If you are interested in acquiring the book as well so that you can practice reading what you hear, then you can find it by clicking on the below links:
See The Digital Version On Amazon
One thing to note is that the title of the book on Amazon is actually called A Space Novella in Japanese: 日本語の中編小説 because I’ve actually included much more than just the story in Japanese.
I’ve created a bi-lingual book with the story in both Japanese and English so that readers could easily improve their Japanese reading and comprehension.
In addition to the story, I’ve also included an index with dictionary definitions of new words, grammar explanations, short exercises, tips on how to learn Japanese effectively, and furigana to help learn the pronunciation of new words.
My intention when creating it was to make a helpful tool people could use to learn Japanese, and if you decide to give it a go I hope you find value in using it.

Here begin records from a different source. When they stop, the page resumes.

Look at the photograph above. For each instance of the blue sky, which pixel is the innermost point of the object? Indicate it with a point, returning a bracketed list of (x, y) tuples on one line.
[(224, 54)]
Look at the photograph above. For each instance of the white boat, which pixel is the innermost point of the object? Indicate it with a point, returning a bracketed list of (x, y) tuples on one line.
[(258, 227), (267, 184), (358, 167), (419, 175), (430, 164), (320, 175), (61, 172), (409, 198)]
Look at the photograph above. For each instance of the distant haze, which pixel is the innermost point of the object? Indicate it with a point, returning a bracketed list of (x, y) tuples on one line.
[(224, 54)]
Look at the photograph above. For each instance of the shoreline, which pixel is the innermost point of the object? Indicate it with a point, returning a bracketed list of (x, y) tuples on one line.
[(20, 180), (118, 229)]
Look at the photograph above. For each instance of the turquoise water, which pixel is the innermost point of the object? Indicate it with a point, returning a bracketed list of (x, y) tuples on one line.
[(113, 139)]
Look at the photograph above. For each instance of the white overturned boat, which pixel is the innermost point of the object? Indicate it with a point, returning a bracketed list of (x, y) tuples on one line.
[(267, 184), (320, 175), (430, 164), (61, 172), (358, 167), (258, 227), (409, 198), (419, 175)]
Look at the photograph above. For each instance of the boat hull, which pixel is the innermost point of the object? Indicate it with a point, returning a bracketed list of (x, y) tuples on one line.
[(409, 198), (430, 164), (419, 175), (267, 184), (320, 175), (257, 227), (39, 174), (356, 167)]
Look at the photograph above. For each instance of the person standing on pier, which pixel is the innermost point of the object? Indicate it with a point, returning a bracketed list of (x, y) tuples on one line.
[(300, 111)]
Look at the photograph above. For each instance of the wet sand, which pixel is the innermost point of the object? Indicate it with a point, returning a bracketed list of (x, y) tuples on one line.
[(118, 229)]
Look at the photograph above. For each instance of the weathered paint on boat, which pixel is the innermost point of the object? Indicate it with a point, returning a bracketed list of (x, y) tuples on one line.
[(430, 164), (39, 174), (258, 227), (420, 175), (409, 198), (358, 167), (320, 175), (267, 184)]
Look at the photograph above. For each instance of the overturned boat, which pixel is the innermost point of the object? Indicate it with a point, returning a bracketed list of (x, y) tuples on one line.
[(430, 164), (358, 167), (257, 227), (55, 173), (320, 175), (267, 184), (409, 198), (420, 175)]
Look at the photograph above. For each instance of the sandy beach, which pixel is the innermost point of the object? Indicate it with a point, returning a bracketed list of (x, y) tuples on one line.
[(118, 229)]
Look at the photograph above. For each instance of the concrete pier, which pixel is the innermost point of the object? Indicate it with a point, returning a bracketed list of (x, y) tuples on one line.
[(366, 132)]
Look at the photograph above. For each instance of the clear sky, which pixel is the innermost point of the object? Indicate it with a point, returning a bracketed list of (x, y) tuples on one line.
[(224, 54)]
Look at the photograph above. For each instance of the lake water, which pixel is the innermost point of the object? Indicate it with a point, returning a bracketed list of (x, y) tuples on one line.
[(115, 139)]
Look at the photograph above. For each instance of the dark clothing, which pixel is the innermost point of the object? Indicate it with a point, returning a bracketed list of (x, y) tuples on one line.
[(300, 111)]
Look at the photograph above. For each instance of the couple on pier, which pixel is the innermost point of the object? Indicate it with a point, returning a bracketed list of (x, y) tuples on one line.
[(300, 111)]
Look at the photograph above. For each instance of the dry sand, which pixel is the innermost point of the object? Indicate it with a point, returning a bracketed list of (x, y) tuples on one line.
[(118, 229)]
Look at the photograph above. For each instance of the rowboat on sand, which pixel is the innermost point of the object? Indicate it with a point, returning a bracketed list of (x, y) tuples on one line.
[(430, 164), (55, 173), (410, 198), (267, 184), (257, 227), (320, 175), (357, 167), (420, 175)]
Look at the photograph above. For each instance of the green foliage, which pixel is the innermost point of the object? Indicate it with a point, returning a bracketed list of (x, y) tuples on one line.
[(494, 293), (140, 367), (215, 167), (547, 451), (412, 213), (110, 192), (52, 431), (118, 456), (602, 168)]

Tips For Learning Efficiently
I mentioned earlier that reading and listening to the same content is an incredibly effective way to learn new words and phrases, and improve overall comprehension.
There are also some additional things you can do to help learn the material better.
1. Read the material first, then listen to it right afterwards.
When you read words in a book you have time to look up each new meaning and think about the overall sentence.
When you listen to someone speaking Japanese, you either understand them right away or you get caught up on the words you haven’t learned yet.
By taking the time to read each chapter first, you can build the foundation of understanding as well as familiarize yourself with the context of what’s going on before you dive right into the audio which is played at the full speed of native Japanese.
This primes your brain to “look out for” all of the words and sentences that you are about to hear, because you’ve just finished reading them.
2. Listen more times than you read.
After having read though a chapter (or the book) first, you can listen to it many, many times in order to train your ears on how these words and sentences actually sound.
Repetition is the mother of learning, and the only real way to get good at understanding spoken Japanese is to spend a lot of time listening to it.
Having the base of comprehension from reading as well as the consistency of practice from repeated listening is a great way to go from understanding very little, to understanding pretty much all of it.
3. Re-read after some time has passed.
Once you’ve read though to gain a basic understanding, and listened multiple times to help lock it in, it is a good idea to read though it again to discover any hidden meanings that you may have missed the first time.
I am always surprised at how much more I understand a book when I re-read it for the second or third time after several weeks or months have passed.
For whatever reason, the human mind needs time to digest and understand new words and phrases, and by re-visiting the story after you’ve had some time for the dust to settle, things become a lot clearer.
Enjoy The Audiobook
Now that I’ve put the audiobook up for you to download, and I’ve shared where you can get the book version, it is up to you to decide how much you want to use it to practice your Japanese.